Responsabilità che si diluiscono nel tempo per una questione che deve rimanere centrale. Il caso dei marò italiani accusati dell’omicidio di due pescatori indiani e che, secondo le indiscrezioni che giungono da Nuova Delhi, rischiano addirittura la pena capitale, non può essere solo un problema italiano, proprio per i toni che la vicenda sta assumendo e le conseguenze che vengono lasciate aleggiare.
In India, dove è in corso la campagna elettorale, il caso è divenuto sempre più spinoso e ciascuno dei candidati in corsa mostra i muscoli davanti ai nostri militari per raccattare qualche voto in più. Ogni segnale di dialogo, di mediazione potrebbe essere scambiato per una debolezza in favore del ‘barbaro invasore’; un affaire politico, però, che si gioca sulla testa di due persone che si trovavano ad operare in quei mari in nome e per conto dell’Italia.

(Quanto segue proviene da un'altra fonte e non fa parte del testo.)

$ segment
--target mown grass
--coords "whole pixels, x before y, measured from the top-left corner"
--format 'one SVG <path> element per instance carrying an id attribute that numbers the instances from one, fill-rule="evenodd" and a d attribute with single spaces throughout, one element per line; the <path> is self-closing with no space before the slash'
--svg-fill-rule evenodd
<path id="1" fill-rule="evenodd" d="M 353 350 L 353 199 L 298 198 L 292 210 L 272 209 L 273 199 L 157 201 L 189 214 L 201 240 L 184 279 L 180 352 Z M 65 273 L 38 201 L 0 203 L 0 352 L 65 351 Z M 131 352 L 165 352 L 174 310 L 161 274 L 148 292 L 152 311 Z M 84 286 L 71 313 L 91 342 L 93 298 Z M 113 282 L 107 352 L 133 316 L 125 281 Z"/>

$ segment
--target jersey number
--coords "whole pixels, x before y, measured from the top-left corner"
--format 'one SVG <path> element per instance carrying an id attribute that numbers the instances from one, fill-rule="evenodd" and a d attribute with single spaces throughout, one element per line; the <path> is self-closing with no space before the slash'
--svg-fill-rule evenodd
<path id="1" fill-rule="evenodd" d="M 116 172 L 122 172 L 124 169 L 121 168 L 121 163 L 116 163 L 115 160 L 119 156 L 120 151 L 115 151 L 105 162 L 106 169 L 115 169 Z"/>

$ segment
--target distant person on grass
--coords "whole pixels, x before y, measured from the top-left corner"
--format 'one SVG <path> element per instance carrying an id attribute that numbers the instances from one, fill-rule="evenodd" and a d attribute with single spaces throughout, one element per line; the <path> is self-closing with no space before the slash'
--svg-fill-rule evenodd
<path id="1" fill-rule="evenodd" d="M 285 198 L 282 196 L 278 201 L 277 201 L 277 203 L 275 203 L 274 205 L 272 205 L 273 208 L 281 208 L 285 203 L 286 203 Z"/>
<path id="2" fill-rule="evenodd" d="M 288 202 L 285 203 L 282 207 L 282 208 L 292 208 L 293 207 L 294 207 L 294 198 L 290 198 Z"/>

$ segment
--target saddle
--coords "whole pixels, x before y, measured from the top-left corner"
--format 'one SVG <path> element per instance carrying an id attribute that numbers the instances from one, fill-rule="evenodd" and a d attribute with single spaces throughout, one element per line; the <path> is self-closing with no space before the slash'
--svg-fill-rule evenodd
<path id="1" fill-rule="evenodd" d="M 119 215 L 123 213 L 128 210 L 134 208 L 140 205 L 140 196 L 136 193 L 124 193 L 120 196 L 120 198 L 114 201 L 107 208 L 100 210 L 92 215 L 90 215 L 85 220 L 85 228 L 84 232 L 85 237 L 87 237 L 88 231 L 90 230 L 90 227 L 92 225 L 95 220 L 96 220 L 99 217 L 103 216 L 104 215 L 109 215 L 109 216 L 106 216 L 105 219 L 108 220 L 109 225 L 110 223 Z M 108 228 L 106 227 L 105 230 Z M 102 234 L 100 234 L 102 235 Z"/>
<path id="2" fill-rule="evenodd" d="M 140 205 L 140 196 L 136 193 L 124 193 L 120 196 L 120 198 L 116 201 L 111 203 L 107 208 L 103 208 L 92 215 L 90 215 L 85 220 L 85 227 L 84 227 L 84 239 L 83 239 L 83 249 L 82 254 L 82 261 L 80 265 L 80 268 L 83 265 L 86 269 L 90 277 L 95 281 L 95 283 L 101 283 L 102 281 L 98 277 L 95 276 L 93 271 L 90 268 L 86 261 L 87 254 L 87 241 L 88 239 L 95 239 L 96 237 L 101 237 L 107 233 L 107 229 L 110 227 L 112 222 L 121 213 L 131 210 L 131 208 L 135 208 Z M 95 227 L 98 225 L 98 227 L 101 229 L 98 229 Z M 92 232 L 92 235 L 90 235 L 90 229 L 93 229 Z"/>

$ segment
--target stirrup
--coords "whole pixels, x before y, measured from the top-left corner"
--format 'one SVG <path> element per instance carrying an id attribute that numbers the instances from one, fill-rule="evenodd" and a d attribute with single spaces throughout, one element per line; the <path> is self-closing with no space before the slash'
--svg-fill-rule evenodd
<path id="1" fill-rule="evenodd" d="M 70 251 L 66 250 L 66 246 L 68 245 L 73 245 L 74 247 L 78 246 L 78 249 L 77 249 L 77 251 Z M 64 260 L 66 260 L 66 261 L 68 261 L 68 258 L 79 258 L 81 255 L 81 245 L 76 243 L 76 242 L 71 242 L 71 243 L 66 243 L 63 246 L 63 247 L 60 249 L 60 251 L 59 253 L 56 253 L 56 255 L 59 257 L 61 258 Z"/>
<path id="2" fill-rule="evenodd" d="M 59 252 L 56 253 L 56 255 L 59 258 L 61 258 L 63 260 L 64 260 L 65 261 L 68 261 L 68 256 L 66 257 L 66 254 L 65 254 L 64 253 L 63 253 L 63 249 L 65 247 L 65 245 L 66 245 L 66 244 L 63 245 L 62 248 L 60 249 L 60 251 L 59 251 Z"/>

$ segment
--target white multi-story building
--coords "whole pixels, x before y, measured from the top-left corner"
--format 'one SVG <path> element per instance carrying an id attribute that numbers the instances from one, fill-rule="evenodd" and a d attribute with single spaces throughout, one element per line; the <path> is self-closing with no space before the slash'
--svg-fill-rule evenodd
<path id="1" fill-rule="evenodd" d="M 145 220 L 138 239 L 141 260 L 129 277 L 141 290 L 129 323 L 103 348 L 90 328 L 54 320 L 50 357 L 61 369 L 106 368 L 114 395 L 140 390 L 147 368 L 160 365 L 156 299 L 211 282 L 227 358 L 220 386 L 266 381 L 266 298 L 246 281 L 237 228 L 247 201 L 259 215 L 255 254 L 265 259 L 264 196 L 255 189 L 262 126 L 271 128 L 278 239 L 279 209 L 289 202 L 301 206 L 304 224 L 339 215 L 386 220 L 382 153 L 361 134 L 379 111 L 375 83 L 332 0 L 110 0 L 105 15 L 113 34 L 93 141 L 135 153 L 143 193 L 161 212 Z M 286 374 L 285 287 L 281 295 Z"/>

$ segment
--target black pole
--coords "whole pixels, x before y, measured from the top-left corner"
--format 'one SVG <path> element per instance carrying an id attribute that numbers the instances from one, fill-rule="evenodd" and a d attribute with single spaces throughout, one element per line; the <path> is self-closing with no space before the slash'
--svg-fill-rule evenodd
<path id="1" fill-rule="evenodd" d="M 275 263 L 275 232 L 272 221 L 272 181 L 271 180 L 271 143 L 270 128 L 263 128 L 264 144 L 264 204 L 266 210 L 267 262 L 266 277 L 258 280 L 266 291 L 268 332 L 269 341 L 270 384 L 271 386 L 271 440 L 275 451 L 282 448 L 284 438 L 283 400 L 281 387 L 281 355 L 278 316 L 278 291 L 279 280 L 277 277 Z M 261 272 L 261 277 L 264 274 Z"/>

A queste latitudini abbiamo sempre collegato l’India ai racconti affascinanti di Salgari, ai miti esoterici di quei luoghi e soprattutto agli insegnamenti del più rappresentativo degli indiani: Gandhi. L’uomo fortissimo in virtù della non violenza, della mitezza e del dialogo che in Italia continuiamo giustamente ad indicare come esempio di risoluzione nelle situazioni difficili e controverse. Ci piace ricordare una frase, forse la più celebre, che il Mahatma scrisse in occasione di una delle sue tante azioni pacifiche per raggiungere l’indipendenza dell’India dal Regno Unito: “I want world symphathy in this battle of right against might”, voglio la simpatia del mondo in questa battaglia di diritto contro la violenza. Parole distensive in momenti cruciali, frasi pacifiche nel bel mezzo di una rivoluzione, che stridono con quanto sta accadendo in queste ore in India e in Italia.
Così come gli studenti italiani imparano ed apprezzano le gesta di un uomo che meritoriamente è un simbolo di pace, è opportuno che i connazionali di Gandhi ripercorrano i suoi insegnamenti, gli stessi per i quali sono diventati nazione godendo del rispetto di tutti. Anche degli italiani.